Carbon Isotope and Stomatal Data of Late Pliocene Betulaceae Leaves from SW China: Implications for Palaeoatmospheric CO2 -levels

by Sun B.-N., Ding S.-T., Wu J.-Y., Dong C., Xie S., Lin Z.-C. ( 2012)


1 Lanzhou University, College of Earth and Environmental Sciences, Key Laboratory of Western China’s Environmental Systems of the Ministry of Education, Lanzhou 730000, China; State Key Laboratory of Palaeobiology and Stratigraphy, Nanjing Institute of Geology and Palaeontology, CAS, Nanjing 210008, China

2 Lanzhou University, College of Earth and Environmental Sciences, Lanzhou 730000, China; State Key Laboratory of Palaeobiology and Stratigraphy, Nanjing Institute of Geology and Palaeontology, CAS, Nanjing 210008, China

3 Lanzhou University, College of Earth and Environmental Sciences, Lanzhou 730000, China


in Turkish Journal of Earth Sciences (Turkish J. Earth Sci.), 21: 237–250 – doi:10.3906/yer-1003-42 –


The cuticular δ13C values and stomatal parameters (stomatal density and stomatal index: SD and SI) of two Betulaceae species, Betula mioluminifera Hu et Chaney and Carpinus miofangiana Nathorst, from a suite of superposed horizons in West Yunnan, southwestern China, were measured in order to recover Late Pliocene CO2 levels.

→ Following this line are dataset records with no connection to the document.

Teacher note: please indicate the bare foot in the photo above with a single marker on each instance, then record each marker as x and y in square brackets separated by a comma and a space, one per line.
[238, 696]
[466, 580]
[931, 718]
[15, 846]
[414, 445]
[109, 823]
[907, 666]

Correlations are given for δ13C, SD, epidermal cell density (ECD), and SI. δ13C reveals a positive trend with the SD and SI in the two species, and such a positive correlation can also be observed between the δ13C and ECD in C. miofangiana. However, δ13C has a slightly negative correlation with the ECD in B. mioluminifera (R2 = 0.06), possibly influenced by their different genotypes.

Reflecting the changes through time, the δ13C values of B. mioluminifera and C. miofangiana significantly increase with high determination coefficients (R2 = 0.67 and R2 = 0.65, respectively), as do SD (R2 = 0.66 and R2 = 0.51, respectively) and SI (R2 = 0.50 and R2 = 0.79, respectively).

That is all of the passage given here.